Some parents, strapped for time, have looked for shortcuts for this kind of one-on-one knowledge transfer, like TV shows or video games that purportedly boost learning. You don’t have to buy these things!

Fortunately, a developmental psychologist at New York University, says there is another way. You can incorporate all kinds of learning into your own schedule. Just narrating your day-to-day life—from the ingredients you’re buying for dinner to the clothes you’re picking out for work—is a big boon to your kid’s language acquisition and shouldn’t take up any extra time.

2. Make Them Do Things on Their Own

This one is also extremely helpful to busy parents. We really underestimate what a 2-year-old can accomplish. Kids this age start doing basic tasks like brushing their teeth and picking out clothes mostly on their own. They should also start potty training and figuring out how to calm themselves down when they get worked up (which, at this age, is often).

While it’s likely kids this age has also begun practicing kindness and cooperation (in between those tantrums), they should be given chores that further develop this sense of responsibility. In addition to encouraging cooperation and other positive traits chores make kids feel like a part of the family unit. That’s basic self-esteem: Somebody is relying on you to do something to help someone else. This strong foundation is essential for kids as they grow and begin to test their boundaries. So let them pick up their own toys—it’ll help you, and them.

3. Let Them Be Kids

Though it can feel like toddlers need to be hitting certain developmental targets, experts say it’s important to indulge their curiosity and play—a lot. Two-year-olds should be learning how to play quietly by themselves (seriously, nobody likes an adult who can’t keep themselves entertained), and traditional toys like trains and dolls encourage this kind of self-directed creativity.

 But toddlers should also use play as a way of thinking through problems and learning new things—and that requires an adult to play along. Reading books together is one important part of a daily routine for toddlers. Increasingly, parents rely on screens for this type of stimulation too. Just like everything else in a toddler’s life, screen time has to be carefully managed to be effective. Similar to handing a child who can’t yet read a book and expecting anything beneficial to come of it, 2-year-olds shouldn’t be left alone with screens. Instead, shows and games should be watched and played together, with parental narration supplementing media and making screen time more interactive.

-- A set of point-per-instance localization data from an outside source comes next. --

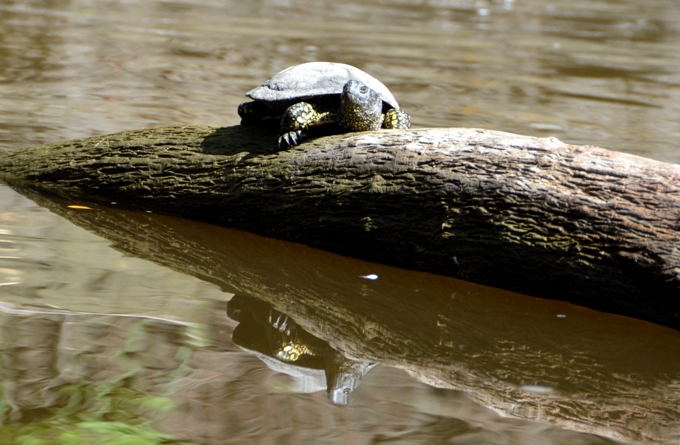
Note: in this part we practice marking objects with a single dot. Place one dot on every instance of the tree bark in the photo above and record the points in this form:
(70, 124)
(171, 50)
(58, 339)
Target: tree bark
(610, 375)
(578, 223)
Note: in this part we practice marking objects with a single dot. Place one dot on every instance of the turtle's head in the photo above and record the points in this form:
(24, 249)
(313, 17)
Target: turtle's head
(360, 107)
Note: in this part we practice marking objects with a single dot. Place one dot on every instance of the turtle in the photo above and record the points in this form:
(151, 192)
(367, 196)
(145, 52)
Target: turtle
(322, 93)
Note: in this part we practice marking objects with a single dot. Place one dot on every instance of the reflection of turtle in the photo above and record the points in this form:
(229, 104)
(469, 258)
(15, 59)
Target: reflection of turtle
(320, 93)
(267, 331)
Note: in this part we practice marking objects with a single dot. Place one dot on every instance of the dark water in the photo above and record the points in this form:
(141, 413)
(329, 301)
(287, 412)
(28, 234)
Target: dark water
(120, 326)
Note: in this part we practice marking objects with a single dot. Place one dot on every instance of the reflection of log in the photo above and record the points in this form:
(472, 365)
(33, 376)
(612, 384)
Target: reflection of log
(535, 215)
(602, 374)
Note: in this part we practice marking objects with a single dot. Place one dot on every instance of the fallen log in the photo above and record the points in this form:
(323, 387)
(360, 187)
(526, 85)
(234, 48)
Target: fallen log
(534, 215)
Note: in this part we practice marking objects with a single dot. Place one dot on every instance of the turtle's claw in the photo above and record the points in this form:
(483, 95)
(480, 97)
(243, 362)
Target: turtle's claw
(290, 139)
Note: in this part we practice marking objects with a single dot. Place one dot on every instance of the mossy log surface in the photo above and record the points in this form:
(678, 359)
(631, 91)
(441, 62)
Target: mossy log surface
(535, 215)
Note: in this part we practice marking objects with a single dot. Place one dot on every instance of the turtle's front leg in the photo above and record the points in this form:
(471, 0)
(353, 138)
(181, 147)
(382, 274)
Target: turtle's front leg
(295, 122)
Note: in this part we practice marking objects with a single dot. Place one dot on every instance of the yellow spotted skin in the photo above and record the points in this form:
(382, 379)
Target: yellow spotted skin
(297, 119)
(396, 119)
(292, 351)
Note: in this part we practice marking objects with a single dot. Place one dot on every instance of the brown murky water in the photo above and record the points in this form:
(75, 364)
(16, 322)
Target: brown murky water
(116, 326)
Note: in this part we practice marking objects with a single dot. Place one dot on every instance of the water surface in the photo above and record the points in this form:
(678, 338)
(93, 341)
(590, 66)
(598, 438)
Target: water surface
(116, 325)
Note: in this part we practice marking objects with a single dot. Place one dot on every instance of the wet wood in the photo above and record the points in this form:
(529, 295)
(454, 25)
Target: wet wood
(584, 224)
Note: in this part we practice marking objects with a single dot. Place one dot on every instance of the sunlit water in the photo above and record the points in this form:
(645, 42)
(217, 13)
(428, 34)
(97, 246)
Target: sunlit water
(85, 322)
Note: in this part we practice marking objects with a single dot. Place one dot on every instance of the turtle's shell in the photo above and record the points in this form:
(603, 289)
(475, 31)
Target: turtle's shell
(316, 79)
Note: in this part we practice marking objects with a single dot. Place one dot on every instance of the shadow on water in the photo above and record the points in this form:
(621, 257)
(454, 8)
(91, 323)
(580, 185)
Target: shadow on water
(285, 347)
(535, 359)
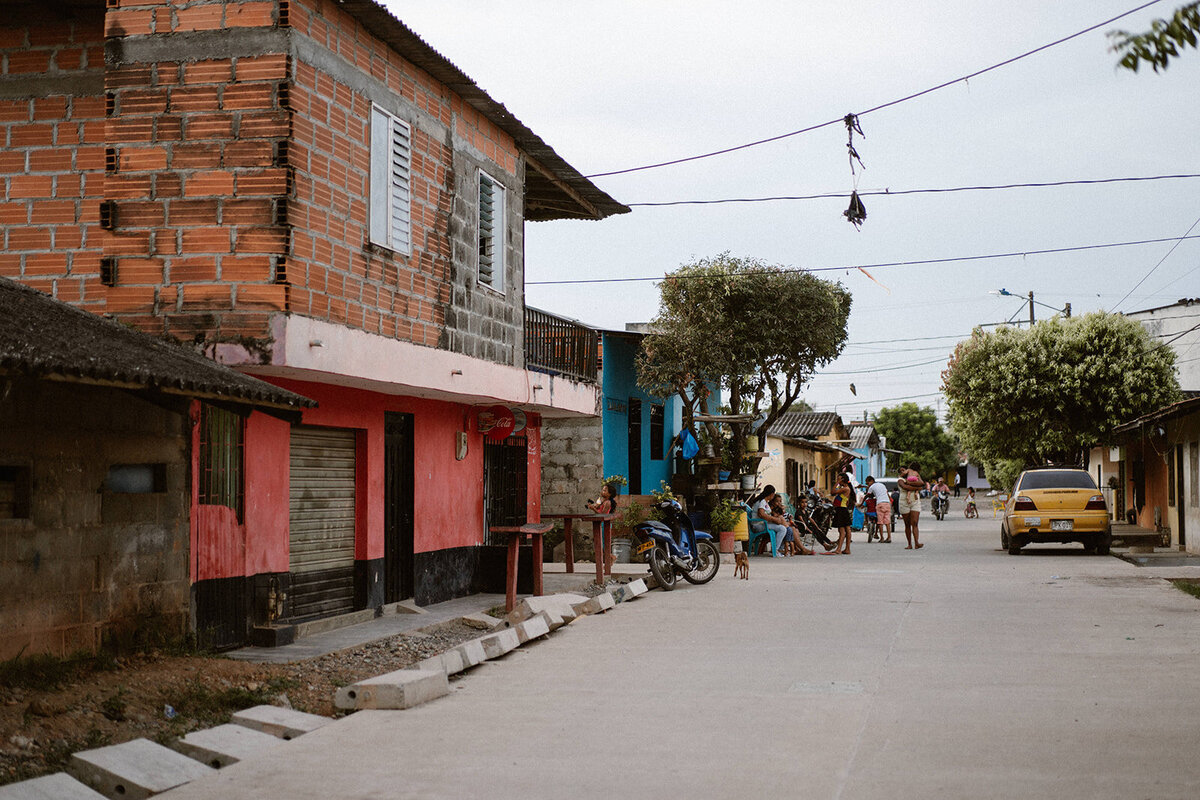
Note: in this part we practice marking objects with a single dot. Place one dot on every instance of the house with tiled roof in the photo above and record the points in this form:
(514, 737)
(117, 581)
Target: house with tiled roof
(805, 446)
(310, 193)
(100, 427)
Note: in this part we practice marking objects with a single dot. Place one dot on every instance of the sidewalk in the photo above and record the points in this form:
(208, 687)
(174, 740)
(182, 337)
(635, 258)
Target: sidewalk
(555, 581)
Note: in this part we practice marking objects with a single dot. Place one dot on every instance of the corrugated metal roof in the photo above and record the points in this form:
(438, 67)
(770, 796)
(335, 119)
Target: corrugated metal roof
(557, 191)
(863, 434)
(804, 425)
(42, 337)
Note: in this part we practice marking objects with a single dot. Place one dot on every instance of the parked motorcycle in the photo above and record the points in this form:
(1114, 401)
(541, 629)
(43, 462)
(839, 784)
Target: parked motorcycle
(675, 548)
(941, 504)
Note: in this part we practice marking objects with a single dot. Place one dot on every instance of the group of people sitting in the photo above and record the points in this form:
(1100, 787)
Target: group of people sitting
(790, 528)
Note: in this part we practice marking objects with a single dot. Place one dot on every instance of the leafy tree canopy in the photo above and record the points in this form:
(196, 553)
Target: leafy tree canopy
(1049, 392)
(1162, 42)
(917, 432)
(759, 330)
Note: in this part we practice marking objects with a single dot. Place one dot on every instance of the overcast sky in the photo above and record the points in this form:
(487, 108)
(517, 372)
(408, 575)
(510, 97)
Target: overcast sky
(618, 84)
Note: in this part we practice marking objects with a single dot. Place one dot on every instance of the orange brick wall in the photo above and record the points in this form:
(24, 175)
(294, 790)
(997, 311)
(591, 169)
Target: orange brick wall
(52, 155)
(335, 272)
(238, 186)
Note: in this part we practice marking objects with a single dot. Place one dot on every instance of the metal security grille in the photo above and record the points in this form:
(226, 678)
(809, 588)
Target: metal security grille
(561, 347)
(222, 455)
(491, 229)
(505, 469)
(322, 521)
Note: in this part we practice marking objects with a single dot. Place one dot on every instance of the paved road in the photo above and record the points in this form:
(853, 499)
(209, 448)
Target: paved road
(951, 672)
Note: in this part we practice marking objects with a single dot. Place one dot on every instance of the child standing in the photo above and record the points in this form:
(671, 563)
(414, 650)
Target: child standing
(972, 512)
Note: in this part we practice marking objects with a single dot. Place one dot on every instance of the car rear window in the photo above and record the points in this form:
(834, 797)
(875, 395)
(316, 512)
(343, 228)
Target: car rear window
(1057, 479)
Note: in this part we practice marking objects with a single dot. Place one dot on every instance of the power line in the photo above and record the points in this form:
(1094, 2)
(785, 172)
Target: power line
(887, 192)
(1024, 253)
(882, 106)
(1155, 268)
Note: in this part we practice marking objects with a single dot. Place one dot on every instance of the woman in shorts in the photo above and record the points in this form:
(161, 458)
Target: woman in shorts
(843, 513)
(910, 486)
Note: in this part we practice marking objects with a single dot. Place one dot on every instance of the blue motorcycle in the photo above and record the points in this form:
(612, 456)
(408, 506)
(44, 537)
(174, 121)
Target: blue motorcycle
(673, 547)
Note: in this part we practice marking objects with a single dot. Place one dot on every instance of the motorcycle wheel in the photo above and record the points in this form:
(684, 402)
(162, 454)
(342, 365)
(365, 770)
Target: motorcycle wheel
(709, 563)
(661, 569)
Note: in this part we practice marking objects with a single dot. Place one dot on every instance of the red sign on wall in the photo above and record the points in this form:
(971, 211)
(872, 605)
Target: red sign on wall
(496, 422)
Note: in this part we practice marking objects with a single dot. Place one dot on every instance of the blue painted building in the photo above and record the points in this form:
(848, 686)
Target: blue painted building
(639, 427)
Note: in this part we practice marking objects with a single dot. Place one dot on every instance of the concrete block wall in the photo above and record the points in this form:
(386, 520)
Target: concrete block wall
(90, 565)
(225, 146)
(571, 464)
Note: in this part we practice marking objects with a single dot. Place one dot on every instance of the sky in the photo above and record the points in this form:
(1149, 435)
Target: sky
(619, 84)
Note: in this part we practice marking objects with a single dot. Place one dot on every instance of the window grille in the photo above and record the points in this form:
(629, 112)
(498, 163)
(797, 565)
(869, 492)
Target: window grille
(658, 431)
(391, 157)
(491, 233)
(222, 456)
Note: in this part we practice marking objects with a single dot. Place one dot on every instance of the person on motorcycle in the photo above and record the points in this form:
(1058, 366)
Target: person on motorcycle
(807, 522)
(941, 495)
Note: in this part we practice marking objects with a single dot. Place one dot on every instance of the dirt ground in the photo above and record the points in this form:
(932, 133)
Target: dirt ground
(162, 697)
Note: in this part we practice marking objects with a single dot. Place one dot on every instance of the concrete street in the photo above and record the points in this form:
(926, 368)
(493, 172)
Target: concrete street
(957, 671)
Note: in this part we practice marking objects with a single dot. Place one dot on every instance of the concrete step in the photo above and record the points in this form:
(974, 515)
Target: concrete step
(472, 653)
(533, 627)
(226, 744)
(499, 643)
(285, 723)
(450, 662)
(59, 786)
(598, 605)
(133, 770)
(561, 605)
(402, 689)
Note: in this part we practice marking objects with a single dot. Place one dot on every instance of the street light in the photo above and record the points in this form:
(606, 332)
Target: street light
(1005, 293)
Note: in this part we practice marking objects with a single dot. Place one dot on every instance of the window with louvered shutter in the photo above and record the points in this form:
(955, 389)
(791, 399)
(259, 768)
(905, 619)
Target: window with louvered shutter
(391, 215)
(491, 233)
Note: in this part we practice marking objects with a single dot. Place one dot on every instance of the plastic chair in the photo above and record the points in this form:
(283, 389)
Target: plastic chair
(759, 528)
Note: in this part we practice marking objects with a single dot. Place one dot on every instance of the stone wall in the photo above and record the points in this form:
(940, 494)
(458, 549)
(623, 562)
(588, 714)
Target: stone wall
(83, 565)
(571, 464)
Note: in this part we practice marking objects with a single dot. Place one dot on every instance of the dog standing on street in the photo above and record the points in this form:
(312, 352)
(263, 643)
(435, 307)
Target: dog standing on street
(741, 561)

At the same time, though, parents need to allow kids to direct playtime. Allowing toddlers to dictate the rules of the game encourages independent thinking and communication and increases the fun (for them at least). This kind of interaction can also help parents determine whether their child’s development is continuing apace, which is especially important in a year in which developmental delays could crop up.
Even though toddlerhood is a critical time in development, experts say parents shouldn’t put too much pressure on themselves, especially when there are so many priorities to balance. It’s important to turn your own phone off and have active playtime with your kid every day, taking the old saying “it takes a village to raise a child” to heart. Parents should feel comfortable relying on trustworthy family, friends, and paid caregivers to get the job done. A child is going to learn from multiple caregivers, whether it’s a sibling or a grandparent. Just creating a loving learning environment is just really key to development in general.